I love casting. It’s my favourite thing to do in the whole process. It’s so important. I feel I nailed the casting in my Mona and Bombay Bicycle Club videos. I watch them proud of the casting to be perfectly honest. To think the blind guy at the end of the Bombay Bicycle Club one will never see himself in the video really choked me on the day. Pretty amazing stuff. I cast most of the people for the tattoos in my ‘Skin’ film also, and got those guys from all over the place. Casting is the most exciting part of it all, it really is. It’s only then that your idea really starts coming together.

Do you have a DP you tend to work with? If so why is that relationship so important to you?

I work with all different ones, totally depending on the project. I don’t work with ones who have attitude problems. In fact, I don’t work with anyone who has an attitude problem. I’m really big on that. When people in this country are cleaning toilets for a living, I insist everyone I work with is there for the right reasons. My regular collaborators are DoP Tony Miller and editor Ryan Boucher, both as good as they get. Relationships are essentially the key to your work as a director. My producer is Laura Jones who is amazing also. It’s incredibly important that the people around you share your creative vision without you having to spell it out.

You’ve got a quote on your website from filmmaker Michael Haneke – Art without humanism is a contradiction in meaning. What does that mean to you and how has that philosophy influenced your work do you think?

It influenced my work immensely. It’s the motto I work to, even if the people around me don’t. The point is emotion. If your work has no emotion, it’s not art, it’s just work. You gotta hate it, love it, be frustrated by it, whatever. For me, art is defined by emotion. I’m pretty hard line on myself about my work on this ethos. Even now I look down my reel and pick it apart. I don’t think I’ve made anything that is brilliant just yet. I will over the next 12 months though. I’m feeling very motivated by work at the moment, even though my reel is made up of my worst ideas.

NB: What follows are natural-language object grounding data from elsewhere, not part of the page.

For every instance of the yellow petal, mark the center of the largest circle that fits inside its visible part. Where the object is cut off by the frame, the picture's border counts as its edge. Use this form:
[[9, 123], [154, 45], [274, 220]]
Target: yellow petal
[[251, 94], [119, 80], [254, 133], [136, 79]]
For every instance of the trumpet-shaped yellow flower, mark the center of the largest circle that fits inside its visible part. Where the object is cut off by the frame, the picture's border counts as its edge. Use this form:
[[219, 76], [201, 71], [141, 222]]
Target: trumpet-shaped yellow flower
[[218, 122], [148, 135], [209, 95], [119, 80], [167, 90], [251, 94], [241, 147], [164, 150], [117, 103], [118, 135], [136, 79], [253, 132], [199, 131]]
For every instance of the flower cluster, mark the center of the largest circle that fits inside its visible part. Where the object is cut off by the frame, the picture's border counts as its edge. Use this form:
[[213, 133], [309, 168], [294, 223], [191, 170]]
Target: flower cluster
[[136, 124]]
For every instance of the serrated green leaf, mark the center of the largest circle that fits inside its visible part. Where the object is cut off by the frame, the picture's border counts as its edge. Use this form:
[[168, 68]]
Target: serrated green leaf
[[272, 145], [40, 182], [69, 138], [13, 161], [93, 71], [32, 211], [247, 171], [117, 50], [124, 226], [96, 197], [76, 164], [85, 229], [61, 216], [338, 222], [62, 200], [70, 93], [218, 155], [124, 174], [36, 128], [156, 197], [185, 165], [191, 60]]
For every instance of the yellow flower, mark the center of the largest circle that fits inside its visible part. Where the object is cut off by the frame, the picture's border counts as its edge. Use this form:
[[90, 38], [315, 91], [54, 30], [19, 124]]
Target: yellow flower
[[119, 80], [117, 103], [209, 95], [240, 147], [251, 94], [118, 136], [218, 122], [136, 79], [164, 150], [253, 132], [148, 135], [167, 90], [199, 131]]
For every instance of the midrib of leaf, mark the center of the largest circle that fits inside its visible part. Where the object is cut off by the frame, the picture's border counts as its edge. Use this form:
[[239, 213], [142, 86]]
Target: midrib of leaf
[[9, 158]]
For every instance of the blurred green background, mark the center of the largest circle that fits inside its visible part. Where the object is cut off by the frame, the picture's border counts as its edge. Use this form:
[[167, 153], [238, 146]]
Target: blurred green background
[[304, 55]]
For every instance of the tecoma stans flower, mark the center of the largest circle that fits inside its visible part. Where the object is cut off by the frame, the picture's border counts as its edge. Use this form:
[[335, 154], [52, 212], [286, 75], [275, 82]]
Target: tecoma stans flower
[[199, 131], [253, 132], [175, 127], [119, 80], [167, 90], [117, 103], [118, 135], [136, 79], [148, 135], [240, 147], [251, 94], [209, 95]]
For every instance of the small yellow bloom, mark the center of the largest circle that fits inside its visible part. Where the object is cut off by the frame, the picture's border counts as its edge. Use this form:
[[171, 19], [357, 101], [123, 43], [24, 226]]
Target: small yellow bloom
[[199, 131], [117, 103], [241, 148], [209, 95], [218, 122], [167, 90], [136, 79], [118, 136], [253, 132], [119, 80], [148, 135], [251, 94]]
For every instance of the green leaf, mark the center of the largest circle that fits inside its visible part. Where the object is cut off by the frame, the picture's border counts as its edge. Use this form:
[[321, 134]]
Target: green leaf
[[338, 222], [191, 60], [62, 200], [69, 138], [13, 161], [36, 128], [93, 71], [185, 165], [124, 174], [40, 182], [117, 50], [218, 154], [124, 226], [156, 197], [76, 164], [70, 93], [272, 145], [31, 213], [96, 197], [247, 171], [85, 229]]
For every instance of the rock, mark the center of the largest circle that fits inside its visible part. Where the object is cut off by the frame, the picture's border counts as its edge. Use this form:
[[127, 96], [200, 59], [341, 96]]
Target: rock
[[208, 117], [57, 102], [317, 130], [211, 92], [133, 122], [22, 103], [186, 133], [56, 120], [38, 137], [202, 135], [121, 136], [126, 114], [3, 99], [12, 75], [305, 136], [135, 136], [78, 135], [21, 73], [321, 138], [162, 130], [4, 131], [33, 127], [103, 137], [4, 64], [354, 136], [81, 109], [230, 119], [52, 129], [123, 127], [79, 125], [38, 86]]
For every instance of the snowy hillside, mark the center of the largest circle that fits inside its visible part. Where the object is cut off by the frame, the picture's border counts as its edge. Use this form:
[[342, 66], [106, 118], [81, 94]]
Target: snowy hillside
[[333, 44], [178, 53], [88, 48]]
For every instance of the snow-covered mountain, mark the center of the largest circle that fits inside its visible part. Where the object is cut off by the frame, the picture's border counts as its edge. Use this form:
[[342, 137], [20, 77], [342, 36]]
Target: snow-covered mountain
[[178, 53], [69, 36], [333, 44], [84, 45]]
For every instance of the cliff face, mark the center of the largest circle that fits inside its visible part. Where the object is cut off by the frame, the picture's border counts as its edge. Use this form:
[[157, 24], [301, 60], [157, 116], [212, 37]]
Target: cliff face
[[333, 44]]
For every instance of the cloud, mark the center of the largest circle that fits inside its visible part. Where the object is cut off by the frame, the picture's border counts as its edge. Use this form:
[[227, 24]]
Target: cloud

I wrote this idea about a coked up gay catholic priest with a troupe of choir boy dancers recently, full-on choreo number, in a church in Detroit, everyone with post halos. At the end of the video God tells him he’s gay and is on drugs too, and not to worry about it. I opened the treatment with that Stephen Fry intelligence debate thing. To me, that’s art. Something with a middle finger and a smile or a scream. I’ve still not made this yet, no one has the balls to go for it. So if you’re in a position of power at one of our fine record labels and wanna make it, let’s do it. I’m ready to go. I’ve even cast it!

Your Alpines “Drive” video is totally different stylistically from the rest of your reel. What was the impulse behind taking the video in this direction?

It was a heavy collaboration from the band really, who I still collaborate with to this day as I genuinely love them. We worked together on the idea, but the video only really came to life in the grade, as most of my work does. I use grades like edits. I was in Nashville doing Mona when I was asked to pitch on ‘Drive’. I wrote the idea whist on the shoot based on their brief. I’m currently working on their new video ‘Lights’ which is probably one of the best records i’ve ever heard, ever. Like them, it’s 110% totally proper. I make music myself and am heavily into music in a big way so hearing good music is what really motivates me to do what I do.

Where do you look for inspiration?

Absolutely everywhere, but a lot of it comes from experience, my own or of my friends.

Are you working on any other projects at the moment that you can tell us about?

I’m working on my first track actually. I’ve been learning how to make music the past year. All very geeky.